This was published under the 2010 to 2015 Conservative and Liberal Democrat coalition government
The Ministry of Defence has offered assistance to the civilian authorities leading the co-ordinating of support for communities and residents in affected areas.
The activity is expected to centre around key priorities aimed at providing emergency support, protecting national and local infrastructures and providing support and reassurance to communities.
Key tasks are likely to include emergency response, such as use of search and rescue helicopters and specialist vehicles, active flood defence work such as engineering and sandbagging, reviewing and repairing flood defences and the distribution of emergency supplies.
More than 200 personnel will be trained by the Environment Agency to carry out the work over the next 6 weeks.

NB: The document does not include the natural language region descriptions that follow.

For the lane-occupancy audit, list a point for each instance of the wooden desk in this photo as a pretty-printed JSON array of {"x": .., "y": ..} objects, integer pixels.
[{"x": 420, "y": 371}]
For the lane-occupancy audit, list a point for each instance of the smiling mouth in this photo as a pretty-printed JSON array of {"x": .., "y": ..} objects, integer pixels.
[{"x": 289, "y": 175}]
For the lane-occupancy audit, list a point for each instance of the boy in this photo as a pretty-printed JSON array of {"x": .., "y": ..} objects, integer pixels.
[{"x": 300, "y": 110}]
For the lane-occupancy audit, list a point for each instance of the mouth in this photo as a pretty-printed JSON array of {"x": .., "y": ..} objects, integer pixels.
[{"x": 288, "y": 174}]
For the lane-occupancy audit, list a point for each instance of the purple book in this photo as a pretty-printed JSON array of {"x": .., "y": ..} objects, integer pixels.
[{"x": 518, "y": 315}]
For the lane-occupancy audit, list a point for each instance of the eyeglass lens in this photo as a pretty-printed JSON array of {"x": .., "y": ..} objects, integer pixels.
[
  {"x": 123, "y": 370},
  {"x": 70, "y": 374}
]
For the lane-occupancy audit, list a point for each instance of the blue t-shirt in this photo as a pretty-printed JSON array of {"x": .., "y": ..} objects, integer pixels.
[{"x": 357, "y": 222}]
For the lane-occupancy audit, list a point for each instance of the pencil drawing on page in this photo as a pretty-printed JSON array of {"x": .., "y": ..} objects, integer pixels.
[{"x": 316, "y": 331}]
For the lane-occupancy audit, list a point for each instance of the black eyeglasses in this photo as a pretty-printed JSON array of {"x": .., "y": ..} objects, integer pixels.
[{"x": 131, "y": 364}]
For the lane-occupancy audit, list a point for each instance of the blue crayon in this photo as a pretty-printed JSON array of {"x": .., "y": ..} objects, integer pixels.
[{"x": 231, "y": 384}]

At the peak of the flooding, more than 5,000 personnel were committed to help with flood relief operations with thousands more troops remaining available if required.
Around 200 reservists have played a role as part of the deployment that has seen personnel from the Army, Royal Navy and Royal Air Force providing support.
Major General Patrick Sanders, Assistant Chief of the Defence Staff (Operations), who is co-ordinating the military response from the MOD in London, said:
Alongside the civilian authorities, our armed forces have played a significant role in the flood relief operation across affected areas of the country.
The efforts have been welcomed by members of the public who have been reassured by the presence and support of more than 3,500 service personnel in what has been an extremely difficult time for residents whose homes have been under water.
It will of course take time to return people’s lives to normal but as the flood relief efforts transition to a recovery stage the military will remain available to take on new tasks to assist in the clean-up operation being co-ordinated by the local authorities.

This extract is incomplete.